Dans un climat commercial déjà tendu, la France conteste fermement la nouvelle offensive tarifaire des États-Unis. Roland Lescure estime que les droits de douane américains annoncés contre l’Union européenne et d’autres partenaires ne reposent pas sur une justification suffisante, malgré l’argument du travail forcé. Cette position intervient alors que Washington cherche à renforcer son arsenal juridique et que les entreprises européennes redoutent un impact direct sur leurs exportations. Entre application de l’accord de Turnberry, pressions politiques et risques de représailles, le dossier ravive les tensions transatlantiques autour des règles du commerce international et de la souveraineté économique européenne durablement éprouvée.
Roland Lescure juge injustifiées les surtaxes américaines liées au travail forcé
Roland Lescure a rejeté sans ambiguïté la justification avancée par Washington pour imposer de nouvelles surtaxes américaines à une soixantaine d’économies, dont les pays de l’Union européenne. Interrogé sur le bien-fondé de ces droits de douane présentés comme une réponse au travail forcé, le ministre français de l’Économie et des Finances a répondu clairement : « Non, ça ne l’est pas ». Une déclaration courte, mais politiquement lourde, dans un contexte de crispation commerciale croissante entre les États-Unis et leurs partenaires.
Le ministre affirme avoir déjà exprimé cette position auprès de Jamieson Greer, représentant américain au Commerce, lors d’un échange bilatéral. Pour Paris, le recours à l’argument du travail forcé ne peut devenir un instrument général de pression tarifaire, surtout lorsqu’il vise indistinctement des économies aux cadres juridiques et sociaux très différents. La France considère que la lutte contre les biens issus de l’exploitation doit reposer sur des preuves, des procédures transparentes et une coopération internationale, non sur des hausses tarifaires unilatérales.
Cette prise de position intervient alors que les entreprises européennes réclament de la visibilité. En contestant la légitimité de ces taxes, Roland Lescure cherche aussi à éviter une escalade qui pénaliserait directement les exportateurs français, notamment dans l’automobile, l’agroalimentaire, les équipements industriels et les biens de consommation.
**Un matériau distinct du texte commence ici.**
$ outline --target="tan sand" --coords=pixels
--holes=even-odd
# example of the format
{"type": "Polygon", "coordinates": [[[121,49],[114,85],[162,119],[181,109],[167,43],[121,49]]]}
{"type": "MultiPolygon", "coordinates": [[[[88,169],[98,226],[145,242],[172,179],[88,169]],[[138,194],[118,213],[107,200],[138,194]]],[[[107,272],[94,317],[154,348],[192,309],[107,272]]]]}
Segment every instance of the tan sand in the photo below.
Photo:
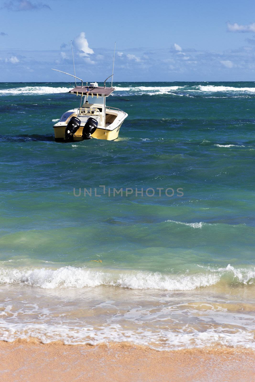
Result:
{"type": "Polygon", "coordinates": [[[1,382],[253,382],[255,353],[221,348],[158,351],[127,343],[0,341],[1,382]]]}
L’Union européenne et les grandes puissances commerciales dans le viseur de Washington
Les États-Unis ont placé l’Union européenne, la Chine, le Japon, l’Inde, le Mexique et plusieurs dizaines d’autres économies au cœur d’une offensive commerciale fondée sur la lutte contre les importations liées au travail forcé. La proposition américaine, dévoilée mardi, prévoit des droits de douane additionnels contre près de 60 partenaires jugés insuffisamment actifs dans le contrôle de leurs chaînes d’approvisionnement. Le message de Washington est direct : l’accès au marché américain pourrait devenir plus coûteux pour les pays ne répondant pas à ses exigences.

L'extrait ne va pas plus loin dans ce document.